Now the backgrounder: The everglades stretch from the coastal barrier ridges of Miami to Naples, a vast literal “River of Grass” that in it's former glory covered much of south Florida. At the western end towards Florida hundreds of square miles of Cypress forest was logged off in the 40s and 50s, largely by native and Black loggers standing hip deep in swamp water. Then infamous Florida land developers moved in, draining the swamp with a vast network of ditches and using the spoils to build crude dirt roads to poorly serve the world’s largest subdivision, Golden Gate Estates. While some of the northern portion of the subdivison has been slowly built out, even with all the drainage ditches the lower southern portion flooded regularly and was pretty much abandoned to drug runners who used the development's miles long “main street” as a runway for their DC-3s full of dope. Florida has bought up most of the abandoned two and a half acre lots, nearly 20,000 of them, and they’re developing the area into a state forest.
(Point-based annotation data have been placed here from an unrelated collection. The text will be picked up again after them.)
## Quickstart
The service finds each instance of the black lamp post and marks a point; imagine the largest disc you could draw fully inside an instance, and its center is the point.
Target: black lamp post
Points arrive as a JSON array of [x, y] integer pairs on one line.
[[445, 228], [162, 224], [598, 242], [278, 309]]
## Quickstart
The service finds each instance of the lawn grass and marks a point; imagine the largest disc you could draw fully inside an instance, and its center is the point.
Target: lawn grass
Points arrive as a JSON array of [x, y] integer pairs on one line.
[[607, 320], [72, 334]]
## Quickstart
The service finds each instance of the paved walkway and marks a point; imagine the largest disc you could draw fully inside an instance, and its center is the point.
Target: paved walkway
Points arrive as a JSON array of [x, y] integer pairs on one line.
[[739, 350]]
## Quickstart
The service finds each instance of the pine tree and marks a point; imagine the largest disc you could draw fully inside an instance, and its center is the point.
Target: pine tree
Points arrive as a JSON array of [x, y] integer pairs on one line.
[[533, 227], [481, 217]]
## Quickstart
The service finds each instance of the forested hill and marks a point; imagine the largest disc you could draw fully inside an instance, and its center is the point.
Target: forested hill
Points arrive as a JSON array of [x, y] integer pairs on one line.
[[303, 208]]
A massive federally funded project is filling in the drainage ditches and attempting to reflood the Everglades, but we’re just starting to see results from that project.
I’ve explored the area by motorcycle, and it’s hard to believe it was once a vibrant swamp… Looks more like an arid and sandy semi-desert with the occasional palm and the odd tropical creatures making the best of it in the ditch waters. In spots second growth cypress has returned, but in many areas you can still see the roadbed and tie marks of the logging railroad tracks that were pulled up six decades ago. It’s a perfect setting for a wildfire, and with only narrow roads to delay fire’s spread. Heck, embers even blew across the 4 lanes of I-75 and started the county dump afire yesterday! To top it off, this land that should have been left alone sits 10 feet above sea level and 10 miles inland, and over 80% of the county is in flood plain. But that hasn’t slowed down the developers, who are throwing up strip malls, Walmarts, condos, and McMansions as fast as the dwindling supply of largely immigrant labor can build them.
Paradise Coast? More like hell awaiting the flood...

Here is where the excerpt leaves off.